Annie came in complaining. “They get in the cab. I take them all the way to Langford. Decent-looking couple, not that young, not kids. They get out of the cab, come round to my side, hand me a five through the window and run off laughing. That’s a thirty-five-buck ride. There is no fucking decency!” She threw the car keys on the table.

“I guess they don’t see it as stealing,” Errol said as he pocketed the keys. “I’m off. I’ll get a burger when I’m hungry. Did you fill ’er up?”

Joy had been pleased to find such cheap accommodation last year when she’d decided to get on with her life, to “pick up the pieces,” as her mother and friends admonished her to do. The rent was cheap and she needed to save. Even the undeserved coins from kindly people on the street were added to her stash. Errol and Annie weren’t too inquisitive, liked the fact that she cooked, and she adapted to their ways. The house, due to be torn down next year, was allowed to dilapidate without repair.

~ • ~

Judy said, “she was here again,
the woman with
the sign.”

Grant said, “What sign?”

“I told you.
Are you content to be nothing?
She goes by the window with the words facing in. Twice now when I’ve been sitting at the computer checking the listings.”
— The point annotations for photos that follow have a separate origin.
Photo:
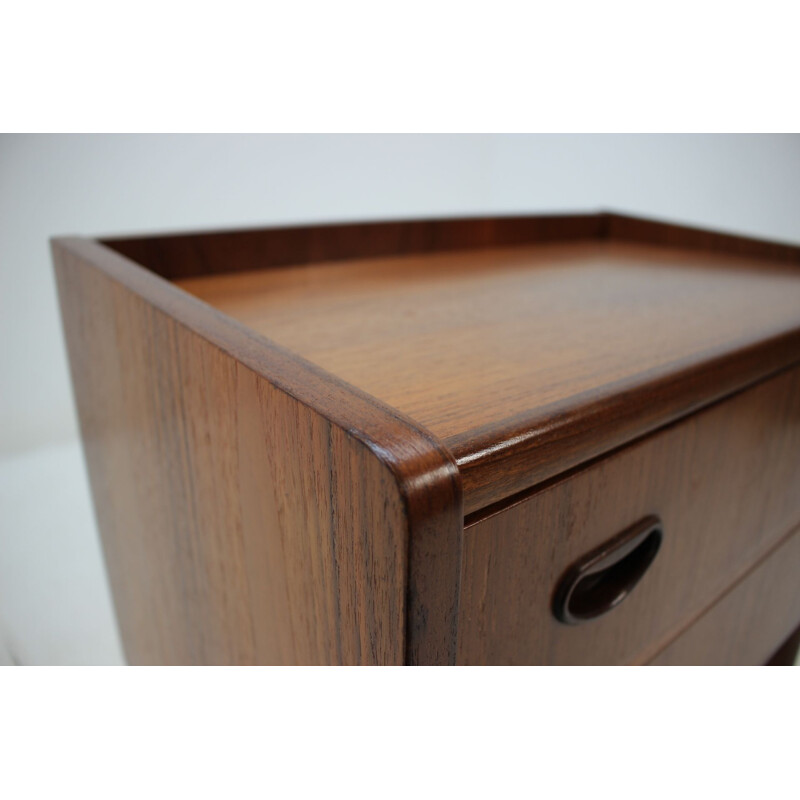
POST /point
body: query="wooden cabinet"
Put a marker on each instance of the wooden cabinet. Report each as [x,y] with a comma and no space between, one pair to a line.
[408,442]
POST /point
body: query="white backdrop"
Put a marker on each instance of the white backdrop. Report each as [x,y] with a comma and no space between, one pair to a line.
[53,599]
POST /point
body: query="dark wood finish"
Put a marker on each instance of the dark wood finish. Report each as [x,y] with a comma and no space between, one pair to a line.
[285,427]
[252,508]
[724,482]
[786,654]
[526,362]
[742,628]
[189,255]
[601,580]
[185,255]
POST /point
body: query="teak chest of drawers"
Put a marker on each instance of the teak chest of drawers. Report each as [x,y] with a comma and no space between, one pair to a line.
[527,440]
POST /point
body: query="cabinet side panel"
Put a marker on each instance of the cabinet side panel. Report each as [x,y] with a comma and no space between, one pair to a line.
[239,525]
[746,625]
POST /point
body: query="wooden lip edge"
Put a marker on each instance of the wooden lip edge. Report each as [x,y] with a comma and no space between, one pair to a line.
[291,245]
[597,422]
[426,474]
[750,568]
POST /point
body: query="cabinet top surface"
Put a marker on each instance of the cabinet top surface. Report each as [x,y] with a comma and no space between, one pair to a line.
[463,341]
[526,345]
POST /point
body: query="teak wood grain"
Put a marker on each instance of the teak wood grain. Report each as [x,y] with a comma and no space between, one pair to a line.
[724,483]
[521,359]
[285,428]
[745,625]
[244,520]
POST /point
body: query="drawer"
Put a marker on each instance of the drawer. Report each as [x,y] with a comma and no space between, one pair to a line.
[745,625]
[725,484]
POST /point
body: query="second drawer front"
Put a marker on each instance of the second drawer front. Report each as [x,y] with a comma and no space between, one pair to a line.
[725,484]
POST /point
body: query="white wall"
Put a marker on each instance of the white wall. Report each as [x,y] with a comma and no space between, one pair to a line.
[101,184]
[54,600]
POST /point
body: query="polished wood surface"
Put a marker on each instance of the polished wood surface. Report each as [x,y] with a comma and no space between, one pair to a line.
[787,654]
[724,484]
[520,359]
[753,616]
[185,255]
[387,442]
[252,509]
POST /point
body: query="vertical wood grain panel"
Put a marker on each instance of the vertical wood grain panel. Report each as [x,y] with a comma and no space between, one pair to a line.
[241,525]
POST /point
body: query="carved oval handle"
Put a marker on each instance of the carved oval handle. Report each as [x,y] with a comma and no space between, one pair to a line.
[602,579]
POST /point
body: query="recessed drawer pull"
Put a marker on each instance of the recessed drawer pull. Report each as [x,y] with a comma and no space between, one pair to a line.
[605,577]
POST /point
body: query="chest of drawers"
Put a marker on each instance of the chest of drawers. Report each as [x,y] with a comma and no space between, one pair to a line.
[527,440]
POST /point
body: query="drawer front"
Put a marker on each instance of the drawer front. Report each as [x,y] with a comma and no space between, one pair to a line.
[725,484]
[750,621]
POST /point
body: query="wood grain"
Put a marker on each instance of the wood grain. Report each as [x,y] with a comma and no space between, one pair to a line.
[528,361]
[745,625]
[185,255]
[726,485]
[252,508]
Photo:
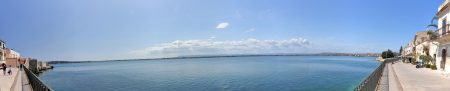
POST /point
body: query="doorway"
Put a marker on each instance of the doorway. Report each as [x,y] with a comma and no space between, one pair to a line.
[444,58]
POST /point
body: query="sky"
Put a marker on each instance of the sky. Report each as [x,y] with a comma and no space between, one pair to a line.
[90,30]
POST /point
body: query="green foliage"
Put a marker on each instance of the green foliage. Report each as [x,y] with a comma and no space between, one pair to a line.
[387,54]
[433,67]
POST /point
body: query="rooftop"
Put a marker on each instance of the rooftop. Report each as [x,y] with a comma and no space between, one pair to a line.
[444,5]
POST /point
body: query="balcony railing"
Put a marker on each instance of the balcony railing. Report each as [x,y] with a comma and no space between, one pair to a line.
[36,83]
[442,6]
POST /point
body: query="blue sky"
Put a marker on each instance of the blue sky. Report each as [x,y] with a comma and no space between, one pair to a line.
[121,29]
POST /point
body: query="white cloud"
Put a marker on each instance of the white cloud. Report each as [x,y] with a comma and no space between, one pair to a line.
[250,30]
[211,47]
[222,25]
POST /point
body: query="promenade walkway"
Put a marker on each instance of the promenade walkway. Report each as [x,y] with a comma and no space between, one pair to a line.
[423,79]
[389,80]
[7,82]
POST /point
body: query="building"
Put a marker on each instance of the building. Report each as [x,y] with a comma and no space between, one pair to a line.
[444,38]
[2,52]
[12,57]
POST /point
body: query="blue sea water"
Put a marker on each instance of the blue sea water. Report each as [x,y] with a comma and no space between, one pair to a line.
[257,73]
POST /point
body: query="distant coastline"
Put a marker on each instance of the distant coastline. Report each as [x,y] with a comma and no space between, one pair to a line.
[217,56]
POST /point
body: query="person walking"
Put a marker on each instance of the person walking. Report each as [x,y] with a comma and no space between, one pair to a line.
[9,71]
[4,68]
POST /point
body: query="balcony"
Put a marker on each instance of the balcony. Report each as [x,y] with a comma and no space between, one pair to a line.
[443,6]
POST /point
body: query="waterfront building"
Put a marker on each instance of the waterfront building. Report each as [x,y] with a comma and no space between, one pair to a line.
[2,52]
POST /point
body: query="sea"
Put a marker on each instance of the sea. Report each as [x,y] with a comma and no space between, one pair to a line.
[246,73]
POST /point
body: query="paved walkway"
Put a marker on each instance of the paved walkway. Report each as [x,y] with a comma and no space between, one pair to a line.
[389,81]
[423,79]
[7,81]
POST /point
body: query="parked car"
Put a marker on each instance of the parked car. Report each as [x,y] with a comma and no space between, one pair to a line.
[419,64]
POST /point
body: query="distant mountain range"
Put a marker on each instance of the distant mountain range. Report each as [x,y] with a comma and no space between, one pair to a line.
[237,55]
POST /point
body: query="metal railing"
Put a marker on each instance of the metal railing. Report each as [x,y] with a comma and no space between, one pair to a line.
[35,82]
[371,82]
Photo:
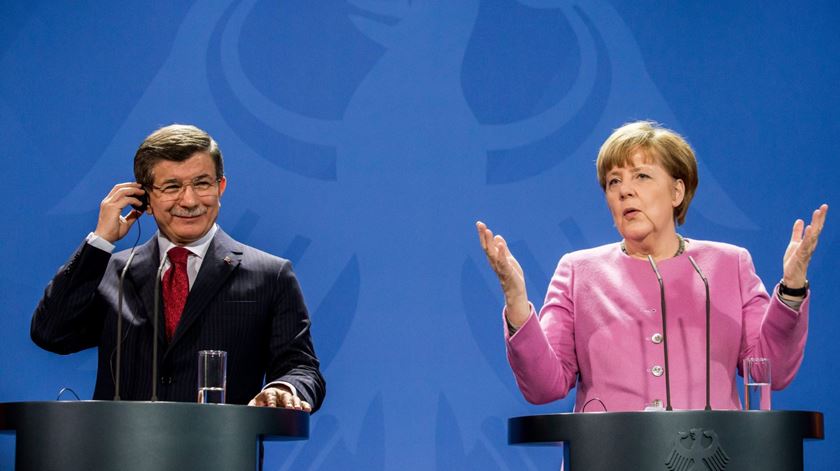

“I haven’t seen her. I don’t want to see her. And that’s meaningless anyway.”

“Don’t take it personally.”

“Why did you say that?”

“No reason. Just a remark.”

“Don’t make remarks then. And you should move the computer away from the window. I thought you used your Pad.”

“Shut up, Grant. I suppose I could tell her to go away, but we don’t exactly own the sidewalk.”

As she got into her SUV, Judy looked at her own signs in the back. None of them carried any other message than For Sale or New Listing. She needed to have a few more with Sold written across them, but the market was slow. People were wary of mortgage rates. They were buying nothing. Nothing again! That “nothing” on the woman’s placard irritated her. She didn’t believe she was
nothing
. She spent her days trying to match clients to houses that would suit their needs and hardly ever persuaded them into a home beyond their budget.
You will come to love this place.
Besides that, she nurtured her relationships with family and friends and never, hardly ever, deprived a colleague of a sale. If she died tomorrow there would be tears. That was not
nothing
.

And she was strongly hoping that her relationship with Grant was not about to become
nothing
. Love and excitement there had been. Delight. But he was a slow man, and in a sense she’d been in the market, if that wasn’t a crass way to put it, for comfort. Dynamic Dan, her previous partner, had been a little too much of an adventure in the end. Grant was a relief. Lately he’d been disappointed about the boat. Twelve years of work, of adjustments and
of – it had to be said and she had said it expense – and the thing would barely float. His work clearly wasn’t going well either. Since the crash in ’07, fundraisers had become a desperate tribe. Many of them were fighting for the same buck like dogs over a bone. He appeared to have come to a standstill. Ah, but here were her clients, waiting on the step. Hope made her leap from the car smiling and apologising for being thirty seconds late.